Olivier Müller, consultant horloger, résume: «Son modèle est aussi simple qu’intelligent. D’abord, il crée une audience. Ensuite, une image de prescripteur. Enfin, il monétise le tout.» Hodinkee et ses trois millions de pages vues par mois emploient aujourd’hui 25 personnes pour un chiffre d’affaires d’environ 10 millions de dollars par an. Les marques horlogères qui veulent réussir sur le marché américain ne peuvent désormais que difficilement compter sans lui.

Cette diversification dans la vente de montres sert les marques, mais sert aussi le site internet qui, comme tous les médias du monde entier, cherche de nouveaux revenus pour compenser les chutes des recettes publicitaires. Dans d’autres industries (la mode, l’immobilier, la navigation…), de telles percées commerciales sont déjà observées. Hodinkee est le premier à franchir le pas dans le monde horloger.

Risque déontologique balayé

Le risque déontologique de confondre commerce et journalisme? Balayé par Benjamin Clymer. «Au contraire, cela accroît notre transparence. Dans les médias horlogers traditionnels, combien d’articles sont en fait payés par les marques sans que les lecteurs le sachent? Impossible en revanche d’acheter le moindre article ou la couverture d’Hodinkee. Et, désormais, lecteurs savent ouvertement avec qui l’on travaille».

Dans l’industrie, ils sont plusieurs à percevoir Benjamin Clymer comme un homme d’affaires opportuniste qui ne voit dans l’horlogerie qu’une bonne manière de faire de l’argent. «Que ceux qui prétendent cela viennent prendre un café avec moi.
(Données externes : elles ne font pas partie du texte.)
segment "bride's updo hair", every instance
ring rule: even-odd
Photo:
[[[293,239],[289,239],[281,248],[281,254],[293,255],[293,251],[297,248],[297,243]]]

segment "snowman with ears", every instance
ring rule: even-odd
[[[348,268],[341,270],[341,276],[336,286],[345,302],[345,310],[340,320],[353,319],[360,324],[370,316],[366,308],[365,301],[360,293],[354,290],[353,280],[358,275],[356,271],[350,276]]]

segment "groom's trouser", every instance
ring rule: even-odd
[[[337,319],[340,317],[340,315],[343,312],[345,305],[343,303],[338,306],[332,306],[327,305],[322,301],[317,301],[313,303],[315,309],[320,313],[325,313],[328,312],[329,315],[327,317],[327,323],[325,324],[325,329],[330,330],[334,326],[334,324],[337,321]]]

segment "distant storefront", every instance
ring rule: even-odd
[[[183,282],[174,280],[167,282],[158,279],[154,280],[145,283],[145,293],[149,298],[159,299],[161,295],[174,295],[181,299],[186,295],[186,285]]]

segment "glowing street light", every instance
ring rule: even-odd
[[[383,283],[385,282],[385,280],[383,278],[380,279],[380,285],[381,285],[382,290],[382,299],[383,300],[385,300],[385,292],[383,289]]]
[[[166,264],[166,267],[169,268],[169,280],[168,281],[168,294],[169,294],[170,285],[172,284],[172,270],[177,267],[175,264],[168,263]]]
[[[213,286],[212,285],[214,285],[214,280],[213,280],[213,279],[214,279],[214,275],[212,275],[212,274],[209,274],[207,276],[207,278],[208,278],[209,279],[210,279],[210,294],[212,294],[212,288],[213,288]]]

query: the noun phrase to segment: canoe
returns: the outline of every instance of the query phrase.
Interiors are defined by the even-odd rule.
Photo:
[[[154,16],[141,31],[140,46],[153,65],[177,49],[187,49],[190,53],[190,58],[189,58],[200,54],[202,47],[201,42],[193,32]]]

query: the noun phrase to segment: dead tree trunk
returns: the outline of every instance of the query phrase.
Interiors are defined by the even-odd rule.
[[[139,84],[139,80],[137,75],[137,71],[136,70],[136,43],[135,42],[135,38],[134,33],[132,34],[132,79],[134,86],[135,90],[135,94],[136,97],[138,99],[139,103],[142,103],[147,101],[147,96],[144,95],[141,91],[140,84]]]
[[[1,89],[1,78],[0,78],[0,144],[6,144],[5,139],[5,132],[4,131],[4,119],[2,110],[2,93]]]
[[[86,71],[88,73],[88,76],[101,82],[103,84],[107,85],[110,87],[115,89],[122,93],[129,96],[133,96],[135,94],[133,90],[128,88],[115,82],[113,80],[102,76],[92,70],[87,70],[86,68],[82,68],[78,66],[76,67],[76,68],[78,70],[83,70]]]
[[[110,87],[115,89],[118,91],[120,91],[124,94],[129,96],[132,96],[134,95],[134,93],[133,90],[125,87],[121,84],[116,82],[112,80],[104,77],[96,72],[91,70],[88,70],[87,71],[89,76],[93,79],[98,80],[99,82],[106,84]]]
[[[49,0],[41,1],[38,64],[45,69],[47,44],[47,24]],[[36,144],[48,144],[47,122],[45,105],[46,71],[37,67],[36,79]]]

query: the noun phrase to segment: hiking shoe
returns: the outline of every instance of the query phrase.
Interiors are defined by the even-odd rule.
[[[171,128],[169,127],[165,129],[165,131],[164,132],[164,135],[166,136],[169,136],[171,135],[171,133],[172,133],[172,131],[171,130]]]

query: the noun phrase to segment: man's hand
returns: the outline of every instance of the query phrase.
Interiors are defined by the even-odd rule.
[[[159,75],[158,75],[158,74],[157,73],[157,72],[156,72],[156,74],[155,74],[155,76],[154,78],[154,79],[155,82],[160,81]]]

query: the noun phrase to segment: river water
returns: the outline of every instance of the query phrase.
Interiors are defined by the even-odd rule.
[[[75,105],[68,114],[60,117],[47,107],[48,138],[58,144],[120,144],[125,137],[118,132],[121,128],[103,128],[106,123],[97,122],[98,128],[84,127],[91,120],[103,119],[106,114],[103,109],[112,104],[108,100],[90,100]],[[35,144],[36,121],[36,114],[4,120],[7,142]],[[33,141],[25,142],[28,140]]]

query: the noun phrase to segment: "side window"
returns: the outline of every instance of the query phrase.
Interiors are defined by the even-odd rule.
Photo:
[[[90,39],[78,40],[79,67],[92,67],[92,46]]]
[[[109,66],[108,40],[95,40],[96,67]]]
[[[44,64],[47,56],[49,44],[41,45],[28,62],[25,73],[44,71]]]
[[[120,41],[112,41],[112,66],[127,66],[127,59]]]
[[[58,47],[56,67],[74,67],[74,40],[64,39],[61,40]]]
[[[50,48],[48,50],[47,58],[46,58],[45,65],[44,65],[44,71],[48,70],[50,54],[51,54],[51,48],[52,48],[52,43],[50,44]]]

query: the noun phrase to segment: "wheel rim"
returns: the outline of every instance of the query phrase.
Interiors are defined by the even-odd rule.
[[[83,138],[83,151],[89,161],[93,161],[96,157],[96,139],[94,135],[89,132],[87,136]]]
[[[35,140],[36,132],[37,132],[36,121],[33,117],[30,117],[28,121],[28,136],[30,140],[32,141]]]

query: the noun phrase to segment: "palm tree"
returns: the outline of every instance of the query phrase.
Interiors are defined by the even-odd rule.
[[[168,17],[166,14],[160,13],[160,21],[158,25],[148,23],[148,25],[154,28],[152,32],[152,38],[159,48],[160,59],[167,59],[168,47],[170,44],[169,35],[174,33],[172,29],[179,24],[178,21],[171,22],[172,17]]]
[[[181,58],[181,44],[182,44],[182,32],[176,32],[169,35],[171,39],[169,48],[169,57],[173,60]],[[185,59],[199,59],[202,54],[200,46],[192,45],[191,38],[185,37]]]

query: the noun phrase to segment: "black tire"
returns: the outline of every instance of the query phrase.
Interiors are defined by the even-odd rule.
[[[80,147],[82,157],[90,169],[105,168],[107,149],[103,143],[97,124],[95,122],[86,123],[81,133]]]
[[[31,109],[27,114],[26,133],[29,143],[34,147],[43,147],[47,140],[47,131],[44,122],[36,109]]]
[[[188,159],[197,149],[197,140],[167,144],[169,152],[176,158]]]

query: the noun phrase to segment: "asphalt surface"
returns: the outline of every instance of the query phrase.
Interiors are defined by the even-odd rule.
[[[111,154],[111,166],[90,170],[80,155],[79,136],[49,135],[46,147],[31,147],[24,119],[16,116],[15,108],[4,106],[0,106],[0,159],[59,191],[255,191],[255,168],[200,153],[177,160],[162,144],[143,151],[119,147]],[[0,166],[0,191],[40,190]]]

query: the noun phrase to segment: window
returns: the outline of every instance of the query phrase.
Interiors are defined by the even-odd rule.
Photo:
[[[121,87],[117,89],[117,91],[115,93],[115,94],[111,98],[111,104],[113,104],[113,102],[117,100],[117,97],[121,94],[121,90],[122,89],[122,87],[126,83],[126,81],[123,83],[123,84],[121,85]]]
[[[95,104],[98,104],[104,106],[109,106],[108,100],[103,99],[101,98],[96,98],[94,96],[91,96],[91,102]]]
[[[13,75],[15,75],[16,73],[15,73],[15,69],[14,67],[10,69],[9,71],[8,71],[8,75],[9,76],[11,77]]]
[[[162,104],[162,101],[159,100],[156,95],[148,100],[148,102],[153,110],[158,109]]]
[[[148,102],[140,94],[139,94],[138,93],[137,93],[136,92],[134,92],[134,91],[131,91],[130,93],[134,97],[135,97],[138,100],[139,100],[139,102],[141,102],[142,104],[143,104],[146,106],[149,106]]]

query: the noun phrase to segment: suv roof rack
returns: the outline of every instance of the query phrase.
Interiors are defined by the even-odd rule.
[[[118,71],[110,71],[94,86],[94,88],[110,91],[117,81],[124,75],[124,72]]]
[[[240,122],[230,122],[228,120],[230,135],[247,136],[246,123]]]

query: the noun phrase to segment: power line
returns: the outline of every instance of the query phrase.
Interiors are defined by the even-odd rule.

En quinze minutes, ils comprendront que c’est faux, que j’adore les montres et que je leur consacre toutes les minutes de ma vie.» Plusieurs fois, dit-il, il aurait pu vendre Hodinkee et en retirer énormément d’argent. «Je ne l’ai pas fait car je veux continuer de faire mon travail librement» Le but final de site n’est-il donc pas de se vendre à un gros groupe ou un détaillant en mal de présence en ligne? «Il ne faut jamais dire jamais, mais pour le moment, ce n’est pas d’actualité.»